The Supreme Court recently ruled that parking operator PT Securindo Packatama Indonesia had to pay Rp 60 million (US$6,600) to Anny R. Gultom and Hontas Tambunan in compensation for their car, which was lost in a Central Jakarta shopping center.

In response to the ruling, Jakarta Governor Fauzi Bowo said the administration would revise the 2004 gubernatorial decree on parking, but warned that it would still likely wind up burdening consumers because operators would inevitably charge higher parking fees.

However, despite the speculation surrounding the parking insurance issue, the city administration had not yet submitted a proposal to revise the gubernatorial decree,
Ridho said.

“So I don’t know the range of a potential parking fee increase yet,” he said.

Ridho said taxes from off-street parking contributed Rp 19 billion ($2.1 million) a year to city coffers.

“Operators should at least share the insurance costs rather than pass them off on to their customers,” deputy council speaker Triwisaksana said.

Triwisaksana also revealed that the City Council had just finished a revision of the 1999 parking bylaw last month, which stipulates that 20 percent of a vehicle parking ticket goes to the city administration.

The administration also receives full fees from on-street parking revenues managed by the administration’s parking unit, Ridho said.

Separately, the Jakarta branch of the Indonesian Consumers’ Foundation (YLKI) agreed with the idea of parking operators assuming insurance costs, member Tulus
Abadi said.

“Whatever the form, whether the parking operator cooperates with building managers, what is most important is that the consumers’ vehicles are protected from any damages or loss,” Tulus said.

That would be a win-win solution for all parties, considering many people in Indonesia did not have car insurance, he said.

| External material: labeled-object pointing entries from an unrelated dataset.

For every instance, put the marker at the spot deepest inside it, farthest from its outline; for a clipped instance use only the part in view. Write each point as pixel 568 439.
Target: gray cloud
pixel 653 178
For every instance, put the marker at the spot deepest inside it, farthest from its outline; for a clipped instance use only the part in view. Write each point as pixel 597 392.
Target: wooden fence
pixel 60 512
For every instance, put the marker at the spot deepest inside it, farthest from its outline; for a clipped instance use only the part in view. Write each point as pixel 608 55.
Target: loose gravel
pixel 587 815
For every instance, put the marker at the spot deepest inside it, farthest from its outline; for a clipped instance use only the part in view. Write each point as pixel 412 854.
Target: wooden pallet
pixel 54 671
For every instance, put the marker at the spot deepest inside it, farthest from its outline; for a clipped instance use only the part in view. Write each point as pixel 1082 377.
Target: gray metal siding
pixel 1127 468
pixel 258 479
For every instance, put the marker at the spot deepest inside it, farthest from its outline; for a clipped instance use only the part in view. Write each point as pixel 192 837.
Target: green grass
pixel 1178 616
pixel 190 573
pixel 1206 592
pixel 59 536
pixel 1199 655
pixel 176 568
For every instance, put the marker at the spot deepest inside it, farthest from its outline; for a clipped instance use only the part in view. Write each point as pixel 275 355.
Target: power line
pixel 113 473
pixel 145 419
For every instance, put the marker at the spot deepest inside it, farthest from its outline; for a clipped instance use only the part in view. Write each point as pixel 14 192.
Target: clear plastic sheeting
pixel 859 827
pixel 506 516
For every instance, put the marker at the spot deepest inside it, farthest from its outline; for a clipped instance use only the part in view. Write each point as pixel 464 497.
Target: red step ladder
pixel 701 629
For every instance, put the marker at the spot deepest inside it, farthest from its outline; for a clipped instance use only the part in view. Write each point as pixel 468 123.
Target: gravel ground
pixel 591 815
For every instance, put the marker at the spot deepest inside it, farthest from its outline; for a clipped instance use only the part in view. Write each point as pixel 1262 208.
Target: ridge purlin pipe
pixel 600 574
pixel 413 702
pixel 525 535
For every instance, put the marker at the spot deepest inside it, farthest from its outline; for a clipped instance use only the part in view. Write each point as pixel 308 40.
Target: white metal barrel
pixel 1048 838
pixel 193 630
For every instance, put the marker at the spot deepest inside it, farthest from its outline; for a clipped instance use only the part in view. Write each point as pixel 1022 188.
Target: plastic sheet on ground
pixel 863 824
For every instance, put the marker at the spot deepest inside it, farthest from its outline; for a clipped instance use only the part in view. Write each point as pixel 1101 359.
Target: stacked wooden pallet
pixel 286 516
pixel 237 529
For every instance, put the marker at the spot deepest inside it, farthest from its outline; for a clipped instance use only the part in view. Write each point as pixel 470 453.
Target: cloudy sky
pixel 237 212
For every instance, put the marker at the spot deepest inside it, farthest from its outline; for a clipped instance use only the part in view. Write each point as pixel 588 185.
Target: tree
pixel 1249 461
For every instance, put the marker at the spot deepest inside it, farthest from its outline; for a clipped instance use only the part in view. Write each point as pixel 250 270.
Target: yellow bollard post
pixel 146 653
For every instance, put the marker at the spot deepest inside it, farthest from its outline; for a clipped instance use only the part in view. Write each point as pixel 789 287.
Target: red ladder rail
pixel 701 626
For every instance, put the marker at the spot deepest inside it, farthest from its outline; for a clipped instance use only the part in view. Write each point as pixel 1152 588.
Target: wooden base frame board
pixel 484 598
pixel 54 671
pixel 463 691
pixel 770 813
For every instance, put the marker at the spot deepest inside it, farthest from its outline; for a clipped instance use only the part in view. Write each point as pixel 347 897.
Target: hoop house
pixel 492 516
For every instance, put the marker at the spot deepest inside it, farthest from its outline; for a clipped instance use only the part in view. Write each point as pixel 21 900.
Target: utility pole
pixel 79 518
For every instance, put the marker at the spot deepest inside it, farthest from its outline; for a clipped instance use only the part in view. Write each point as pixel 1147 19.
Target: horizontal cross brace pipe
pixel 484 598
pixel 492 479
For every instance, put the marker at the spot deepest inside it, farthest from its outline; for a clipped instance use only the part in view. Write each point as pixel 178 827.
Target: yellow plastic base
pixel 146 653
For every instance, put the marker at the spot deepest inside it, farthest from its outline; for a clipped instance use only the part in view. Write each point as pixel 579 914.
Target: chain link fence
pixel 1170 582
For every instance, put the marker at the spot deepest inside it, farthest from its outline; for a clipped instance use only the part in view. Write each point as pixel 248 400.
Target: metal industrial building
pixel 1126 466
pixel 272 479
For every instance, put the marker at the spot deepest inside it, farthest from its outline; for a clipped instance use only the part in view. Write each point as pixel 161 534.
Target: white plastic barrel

Tulus added that apart from incorporating insurance, the administration should better manage
its own parking lots, especially those under their direct supervision, specifically citing city-owned market operator PD Pasar Jaya as an
example.

“Compared to the number of vehicles in this city, the administration’s income from parking is really quite small, only around Rp 19 billion a year on average, due largely to the huge number of illegal parking operators,” Tulus said.

This dilemma has often forced the city administration to subsidize parking operators, he said.